Watching her, the ghost recalls the Schubert nocturne from his younger
days. Bald schlaf ich ihn, den langen Schlummer. He sings the words
to himself. Soon I shall sleep the long sleep. Prague, Zurich, Berlin,
the cold streets, cold hearts, the tangle of numbers, symbols; the flight
to America. For the light to remain constant, time itself must be distorted.
That exquisite, frightening moment.
The ghost drifts on. There is a pain in his chest; a black hand tightening
around his heart. Filled with anguish he walks through into another chamber.
Here, the young refugees perform their fragile magic. A kind of sharing
is taking place, illicit, through the tongue's contact. In the corner,
a wind-up mannequin recites the lines of the prophet. There are stories
in the air, of a new age about to dawn, of a dark princess who will lead
them all to some sweeter land.
But the ghost, his frizzed hair sparked with charged particles, has no
interest in such things; his eyes are saddened rather, by mathematics,
the exact weight of the moon, the motion of the clock's face. The calculated
force of the pain that creeps through him. Along a corridor swirled with
perfume he meets the woman in green silk. She will not let him pass.
'What is happening, please?' His voice is trembling. 'I was asleep. A
long time, asleep. I woke up. And now
'
'Who woke you?'
'I don't understand. My watch, the hands, they are moving backwards.'
'Do you have the creature?''
'The creature, yes...' He pulls from his jacket pocket the crumpled paper
scorpion. 'I was asleep. So far away, the darkness
'
'Who's your supplier? Answer me.'
The ghost looks at her. His face is twisted, lost with confusion.
'Professor, you died in 1955. And you will die again, in the same manner.
The slow drawn-out torment, the sudden overwhelming. Is this what you
want?'
'No. Not that. Not that
not again.'
'I could release you.'
The woman has produced a gun from the folds of her tunic. The ghost sighs.
How simple it appears; by telling the woman all that she needs to know,
about the hall of mirrors, he gives himself up to the moment.

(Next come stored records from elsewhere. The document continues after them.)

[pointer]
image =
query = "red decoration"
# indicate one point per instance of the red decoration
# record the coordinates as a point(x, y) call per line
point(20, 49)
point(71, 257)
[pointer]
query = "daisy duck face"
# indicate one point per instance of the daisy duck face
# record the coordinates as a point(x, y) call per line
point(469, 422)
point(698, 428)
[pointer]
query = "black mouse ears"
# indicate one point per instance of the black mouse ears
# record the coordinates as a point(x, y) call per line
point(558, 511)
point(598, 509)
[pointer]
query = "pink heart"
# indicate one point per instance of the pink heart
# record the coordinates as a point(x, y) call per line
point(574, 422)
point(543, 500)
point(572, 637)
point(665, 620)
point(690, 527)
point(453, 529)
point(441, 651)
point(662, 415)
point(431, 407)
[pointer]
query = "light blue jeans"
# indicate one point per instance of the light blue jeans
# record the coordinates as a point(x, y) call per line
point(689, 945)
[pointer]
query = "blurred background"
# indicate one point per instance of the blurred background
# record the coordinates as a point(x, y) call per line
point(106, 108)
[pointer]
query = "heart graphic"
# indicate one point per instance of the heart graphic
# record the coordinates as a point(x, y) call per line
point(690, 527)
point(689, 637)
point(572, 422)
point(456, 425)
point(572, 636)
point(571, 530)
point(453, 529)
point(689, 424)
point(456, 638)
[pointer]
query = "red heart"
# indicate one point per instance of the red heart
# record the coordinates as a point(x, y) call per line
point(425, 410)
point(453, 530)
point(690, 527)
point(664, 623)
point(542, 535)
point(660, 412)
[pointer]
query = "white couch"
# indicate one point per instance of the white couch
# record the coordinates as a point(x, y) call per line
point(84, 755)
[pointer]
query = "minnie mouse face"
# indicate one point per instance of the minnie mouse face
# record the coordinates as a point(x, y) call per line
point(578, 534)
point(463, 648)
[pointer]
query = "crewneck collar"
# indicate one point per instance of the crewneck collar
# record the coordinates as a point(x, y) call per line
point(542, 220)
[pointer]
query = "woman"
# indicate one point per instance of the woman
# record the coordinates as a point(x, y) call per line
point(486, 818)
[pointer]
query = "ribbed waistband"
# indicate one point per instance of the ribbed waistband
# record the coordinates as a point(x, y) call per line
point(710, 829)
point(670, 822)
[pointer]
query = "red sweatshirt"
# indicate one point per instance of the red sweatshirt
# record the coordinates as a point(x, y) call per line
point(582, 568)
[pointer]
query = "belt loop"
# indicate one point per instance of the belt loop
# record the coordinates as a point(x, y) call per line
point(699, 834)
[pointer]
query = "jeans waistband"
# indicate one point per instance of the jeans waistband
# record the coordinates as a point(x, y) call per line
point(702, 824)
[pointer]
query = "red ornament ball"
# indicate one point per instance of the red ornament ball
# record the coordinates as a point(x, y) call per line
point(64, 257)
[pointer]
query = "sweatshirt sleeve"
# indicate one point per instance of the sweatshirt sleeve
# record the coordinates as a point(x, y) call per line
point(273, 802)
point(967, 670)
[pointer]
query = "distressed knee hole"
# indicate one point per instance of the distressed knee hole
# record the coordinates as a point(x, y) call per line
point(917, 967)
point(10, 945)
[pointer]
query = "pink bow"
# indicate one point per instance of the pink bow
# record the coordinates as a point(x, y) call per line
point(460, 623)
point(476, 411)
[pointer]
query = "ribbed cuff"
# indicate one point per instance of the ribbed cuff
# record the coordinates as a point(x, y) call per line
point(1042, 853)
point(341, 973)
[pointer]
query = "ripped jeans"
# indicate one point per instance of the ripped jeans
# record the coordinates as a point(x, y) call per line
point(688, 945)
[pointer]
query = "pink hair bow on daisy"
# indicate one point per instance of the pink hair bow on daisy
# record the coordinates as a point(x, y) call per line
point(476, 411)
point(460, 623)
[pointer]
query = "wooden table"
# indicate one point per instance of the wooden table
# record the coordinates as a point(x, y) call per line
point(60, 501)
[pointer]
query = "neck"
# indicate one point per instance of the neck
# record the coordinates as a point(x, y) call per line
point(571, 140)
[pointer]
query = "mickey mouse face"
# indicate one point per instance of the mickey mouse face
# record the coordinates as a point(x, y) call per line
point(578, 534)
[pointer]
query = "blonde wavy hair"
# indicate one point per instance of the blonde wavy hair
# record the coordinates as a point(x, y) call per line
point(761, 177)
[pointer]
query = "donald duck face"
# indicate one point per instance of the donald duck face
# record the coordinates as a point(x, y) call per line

'The fairground. Apparition Park. A man there, Mister Teardrop, he sold
me the drug. He could not stop crying. He said
he said it would
'
'Good. That's good.'
'Have mercy on me.'
And then, the soft whispering of the gun. The bullet that takes nine seconds
exactly to reach his chest. The tiny crucifix carved upon the shell's
casing, glimpsed in flight. The pocket watch, broken now, to let time
escape in a black mist from the cracked glass. The final line of the nocturne,
Der Tod hat sich zu ihm geneigt, dying away into crackles of vinyl.
The special agent walks from the scene, wrapped in shadows.